Dammit. The ops firing on the ship had no way of knowing that he was on their side. Crouching down, Smith breaks into a combat run for the Fortune's loading ramp, only to stopped short by a yell from the first military officer.

"Citizen Smith! Who gave the order to retreat?"

Military speak on. "Sir! No-one, sir!"

"Are you aware that IGAC Approved Procedure places the value of the gel above your life, citizen?"

"No, sir!"

"Time to educate yourself citizen! Load that last crate!"

"Yes sir!"

::

*Citizen Kaleb*
Faction: Epsilon Free Order
Situation: Covert operative aboard the IAS Fortune, position of relations officer
Skills: Piloting, Repairs, Electronics

"Kaleb!"

"What?"

"Kaleb!"

"What?!"

"KALEB!"

"WHAT!?"

"Kaleb, what's our status?"

"Not good, Trent. Ops're gonna take out a thruster if they're not careful. I'm firing up pre-ignition!"

"Kaleb, that's illegal!"

"Bad argument, _citizen_ Trenton." Kaleb's fingers skitter over the glass panel and a white light begins blinking in a warning pattern. He overrides it, speaks a verbal command, and hits execute. A shudder passes through the Fortune's metal and plastic hull as the docking clamps loosen and the engines light.

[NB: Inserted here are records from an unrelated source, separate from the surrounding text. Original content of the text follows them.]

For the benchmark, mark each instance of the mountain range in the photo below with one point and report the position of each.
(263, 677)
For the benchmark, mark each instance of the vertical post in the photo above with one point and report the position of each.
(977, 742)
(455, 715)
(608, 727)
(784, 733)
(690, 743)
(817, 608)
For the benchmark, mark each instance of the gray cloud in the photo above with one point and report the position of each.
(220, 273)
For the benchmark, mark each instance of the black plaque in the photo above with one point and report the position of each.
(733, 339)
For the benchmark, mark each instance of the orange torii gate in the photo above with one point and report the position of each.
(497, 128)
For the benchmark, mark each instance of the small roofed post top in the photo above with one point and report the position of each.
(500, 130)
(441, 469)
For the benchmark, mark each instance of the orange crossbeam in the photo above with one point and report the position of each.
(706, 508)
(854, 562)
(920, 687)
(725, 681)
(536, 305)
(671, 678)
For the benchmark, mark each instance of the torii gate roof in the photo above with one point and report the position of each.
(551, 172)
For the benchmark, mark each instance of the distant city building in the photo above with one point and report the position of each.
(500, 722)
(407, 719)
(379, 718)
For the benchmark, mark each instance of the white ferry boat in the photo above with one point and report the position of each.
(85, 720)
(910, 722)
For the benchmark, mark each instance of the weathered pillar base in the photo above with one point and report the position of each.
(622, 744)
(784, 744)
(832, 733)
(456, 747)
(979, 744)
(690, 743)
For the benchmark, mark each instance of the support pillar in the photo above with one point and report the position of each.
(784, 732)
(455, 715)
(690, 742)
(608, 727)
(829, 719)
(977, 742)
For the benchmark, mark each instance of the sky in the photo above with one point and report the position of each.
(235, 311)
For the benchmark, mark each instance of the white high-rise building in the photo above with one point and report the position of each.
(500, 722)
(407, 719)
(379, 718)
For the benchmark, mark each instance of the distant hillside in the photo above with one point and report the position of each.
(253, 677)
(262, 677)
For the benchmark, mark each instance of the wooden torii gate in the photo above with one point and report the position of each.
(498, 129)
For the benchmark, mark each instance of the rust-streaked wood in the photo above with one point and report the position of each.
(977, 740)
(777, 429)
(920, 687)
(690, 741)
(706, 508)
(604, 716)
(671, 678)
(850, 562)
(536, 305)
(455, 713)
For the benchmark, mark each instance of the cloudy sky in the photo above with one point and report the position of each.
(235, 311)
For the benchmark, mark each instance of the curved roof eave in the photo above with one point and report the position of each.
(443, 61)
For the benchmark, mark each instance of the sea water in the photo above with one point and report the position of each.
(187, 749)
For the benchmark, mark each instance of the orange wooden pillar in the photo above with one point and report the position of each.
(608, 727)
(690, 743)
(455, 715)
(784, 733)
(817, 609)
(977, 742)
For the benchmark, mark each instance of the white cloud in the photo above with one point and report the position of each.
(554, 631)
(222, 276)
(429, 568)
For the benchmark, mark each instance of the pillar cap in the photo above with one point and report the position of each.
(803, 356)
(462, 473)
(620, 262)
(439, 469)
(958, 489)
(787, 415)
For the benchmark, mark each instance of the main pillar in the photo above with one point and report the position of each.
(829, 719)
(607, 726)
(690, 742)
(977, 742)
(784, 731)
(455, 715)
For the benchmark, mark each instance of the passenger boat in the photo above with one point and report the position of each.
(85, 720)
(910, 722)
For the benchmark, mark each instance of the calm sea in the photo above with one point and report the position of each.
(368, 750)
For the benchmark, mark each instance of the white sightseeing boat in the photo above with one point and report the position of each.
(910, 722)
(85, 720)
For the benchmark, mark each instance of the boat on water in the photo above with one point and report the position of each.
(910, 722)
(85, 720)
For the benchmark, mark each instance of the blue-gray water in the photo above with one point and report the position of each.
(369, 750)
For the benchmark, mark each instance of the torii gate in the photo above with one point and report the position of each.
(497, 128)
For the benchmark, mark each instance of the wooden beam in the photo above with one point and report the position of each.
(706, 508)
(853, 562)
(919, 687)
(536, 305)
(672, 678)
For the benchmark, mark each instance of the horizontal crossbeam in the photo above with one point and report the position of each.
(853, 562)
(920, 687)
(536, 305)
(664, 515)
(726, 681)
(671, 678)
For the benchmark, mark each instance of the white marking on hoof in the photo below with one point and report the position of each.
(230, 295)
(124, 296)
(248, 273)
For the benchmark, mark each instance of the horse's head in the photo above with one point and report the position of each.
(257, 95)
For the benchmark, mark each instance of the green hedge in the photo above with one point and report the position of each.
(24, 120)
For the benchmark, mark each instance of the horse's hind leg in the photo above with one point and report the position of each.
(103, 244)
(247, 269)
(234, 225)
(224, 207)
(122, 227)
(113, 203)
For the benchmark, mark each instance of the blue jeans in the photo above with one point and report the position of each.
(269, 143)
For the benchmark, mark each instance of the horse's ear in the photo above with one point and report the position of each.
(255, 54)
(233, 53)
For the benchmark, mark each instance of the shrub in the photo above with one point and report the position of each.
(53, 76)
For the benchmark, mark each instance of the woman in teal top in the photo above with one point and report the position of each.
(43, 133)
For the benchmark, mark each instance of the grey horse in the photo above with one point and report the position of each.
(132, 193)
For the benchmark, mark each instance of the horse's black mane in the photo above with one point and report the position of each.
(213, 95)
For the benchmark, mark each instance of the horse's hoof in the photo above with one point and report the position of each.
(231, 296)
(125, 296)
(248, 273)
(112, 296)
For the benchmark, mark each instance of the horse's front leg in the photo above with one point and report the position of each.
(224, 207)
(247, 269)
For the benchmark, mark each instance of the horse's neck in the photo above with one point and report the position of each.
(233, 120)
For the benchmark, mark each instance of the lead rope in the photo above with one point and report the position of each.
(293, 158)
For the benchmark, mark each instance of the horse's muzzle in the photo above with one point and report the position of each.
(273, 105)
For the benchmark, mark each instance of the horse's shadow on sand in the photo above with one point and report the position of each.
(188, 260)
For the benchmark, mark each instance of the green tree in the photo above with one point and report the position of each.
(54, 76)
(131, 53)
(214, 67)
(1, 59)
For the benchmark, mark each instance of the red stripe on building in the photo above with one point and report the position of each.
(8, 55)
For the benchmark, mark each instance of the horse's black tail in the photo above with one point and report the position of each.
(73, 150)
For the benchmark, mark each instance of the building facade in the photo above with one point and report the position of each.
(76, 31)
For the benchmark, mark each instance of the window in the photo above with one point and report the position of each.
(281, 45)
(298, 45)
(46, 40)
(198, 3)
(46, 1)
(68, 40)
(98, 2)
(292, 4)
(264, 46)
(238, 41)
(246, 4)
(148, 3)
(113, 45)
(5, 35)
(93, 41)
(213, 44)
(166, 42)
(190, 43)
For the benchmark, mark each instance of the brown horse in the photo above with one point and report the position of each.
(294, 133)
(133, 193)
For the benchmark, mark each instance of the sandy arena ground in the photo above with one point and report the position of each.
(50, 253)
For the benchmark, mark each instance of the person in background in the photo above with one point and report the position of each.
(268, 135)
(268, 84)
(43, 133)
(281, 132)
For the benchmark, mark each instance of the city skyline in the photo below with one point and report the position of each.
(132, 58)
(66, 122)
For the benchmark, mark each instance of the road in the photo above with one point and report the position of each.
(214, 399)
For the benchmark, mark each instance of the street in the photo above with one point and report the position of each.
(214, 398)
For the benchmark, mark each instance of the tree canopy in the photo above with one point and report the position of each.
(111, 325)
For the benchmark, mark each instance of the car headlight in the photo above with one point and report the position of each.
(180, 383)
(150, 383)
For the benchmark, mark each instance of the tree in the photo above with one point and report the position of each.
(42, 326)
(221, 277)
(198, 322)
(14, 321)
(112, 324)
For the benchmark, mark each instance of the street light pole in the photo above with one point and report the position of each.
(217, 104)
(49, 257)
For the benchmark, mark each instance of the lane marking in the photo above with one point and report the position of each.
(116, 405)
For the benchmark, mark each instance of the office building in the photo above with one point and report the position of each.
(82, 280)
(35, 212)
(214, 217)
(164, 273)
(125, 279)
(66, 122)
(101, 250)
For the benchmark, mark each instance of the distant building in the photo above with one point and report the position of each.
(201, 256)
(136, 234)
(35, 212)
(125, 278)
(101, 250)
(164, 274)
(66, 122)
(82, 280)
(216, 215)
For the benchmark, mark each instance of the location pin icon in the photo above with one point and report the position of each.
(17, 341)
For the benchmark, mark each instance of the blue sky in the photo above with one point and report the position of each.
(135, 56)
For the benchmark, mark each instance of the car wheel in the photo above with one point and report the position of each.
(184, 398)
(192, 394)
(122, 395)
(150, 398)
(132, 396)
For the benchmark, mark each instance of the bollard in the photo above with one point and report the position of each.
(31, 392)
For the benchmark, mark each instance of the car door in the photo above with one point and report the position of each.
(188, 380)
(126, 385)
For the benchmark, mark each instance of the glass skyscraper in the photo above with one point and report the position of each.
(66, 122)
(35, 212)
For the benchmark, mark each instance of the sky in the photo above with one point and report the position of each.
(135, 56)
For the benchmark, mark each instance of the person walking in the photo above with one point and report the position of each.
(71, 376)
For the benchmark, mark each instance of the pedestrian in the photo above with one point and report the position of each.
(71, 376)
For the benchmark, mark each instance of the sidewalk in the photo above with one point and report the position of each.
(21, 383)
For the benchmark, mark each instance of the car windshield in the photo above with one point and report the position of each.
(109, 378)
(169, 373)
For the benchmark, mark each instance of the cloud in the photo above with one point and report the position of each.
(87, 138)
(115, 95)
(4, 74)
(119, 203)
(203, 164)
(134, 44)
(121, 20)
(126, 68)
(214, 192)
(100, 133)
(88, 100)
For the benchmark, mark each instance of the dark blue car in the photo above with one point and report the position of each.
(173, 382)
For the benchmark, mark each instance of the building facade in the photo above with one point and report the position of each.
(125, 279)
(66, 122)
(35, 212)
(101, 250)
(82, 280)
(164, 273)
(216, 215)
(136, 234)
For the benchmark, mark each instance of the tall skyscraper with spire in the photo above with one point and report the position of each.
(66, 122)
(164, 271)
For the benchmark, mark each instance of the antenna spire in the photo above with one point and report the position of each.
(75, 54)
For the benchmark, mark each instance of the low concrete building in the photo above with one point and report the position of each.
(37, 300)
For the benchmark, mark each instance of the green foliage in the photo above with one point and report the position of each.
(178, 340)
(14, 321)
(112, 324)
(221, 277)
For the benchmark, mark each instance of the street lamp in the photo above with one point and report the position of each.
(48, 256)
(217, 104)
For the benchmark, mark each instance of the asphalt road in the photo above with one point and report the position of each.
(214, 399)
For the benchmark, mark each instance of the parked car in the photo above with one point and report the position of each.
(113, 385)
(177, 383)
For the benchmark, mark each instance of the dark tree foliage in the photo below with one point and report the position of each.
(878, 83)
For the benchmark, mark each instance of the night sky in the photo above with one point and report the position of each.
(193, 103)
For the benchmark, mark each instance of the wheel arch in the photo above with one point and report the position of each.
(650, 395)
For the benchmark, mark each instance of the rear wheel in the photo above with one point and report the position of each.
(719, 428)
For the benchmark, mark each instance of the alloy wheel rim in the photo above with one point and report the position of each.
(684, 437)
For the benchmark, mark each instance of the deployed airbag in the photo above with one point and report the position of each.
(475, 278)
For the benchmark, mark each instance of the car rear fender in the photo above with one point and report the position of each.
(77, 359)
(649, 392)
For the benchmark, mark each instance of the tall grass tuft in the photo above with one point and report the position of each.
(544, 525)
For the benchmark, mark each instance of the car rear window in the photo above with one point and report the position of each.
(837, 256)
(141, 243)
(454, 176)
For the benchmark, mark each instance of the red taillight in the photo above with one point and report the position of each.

He glances at Trent in the primary piloting pod, then at the various exterior image viewing screens. He sees the pile of chrome crates had been reduced to null, a scattering of corpses and robotic elements taking its place. In another window Smith heaves the last box onboard all by his lonesome--not an easy feat--and the blast doors slide shut behind.

"Trent, all aboard! Permission to lift off?"

"Granted, Citizen."

The docking pit fills with flame, and gravity onboard seems to triple for a moment before the ship's compensation fields kick in. Then all that can be seen in the views is streaking cloud, then blue, then velvet black sprinkled with winking stars.

::

*Commander Samuels*
Faction: Marines Templar, Exemplar order of the Intergalactic Government and Clergy
Situation: Military co-commander of Templar troops aboard the IAS Fortune
Skills: Combat, Leadership

Doors slide open, letting loose a pneumatic hiss. Samuels steps through. Doors hiss and close.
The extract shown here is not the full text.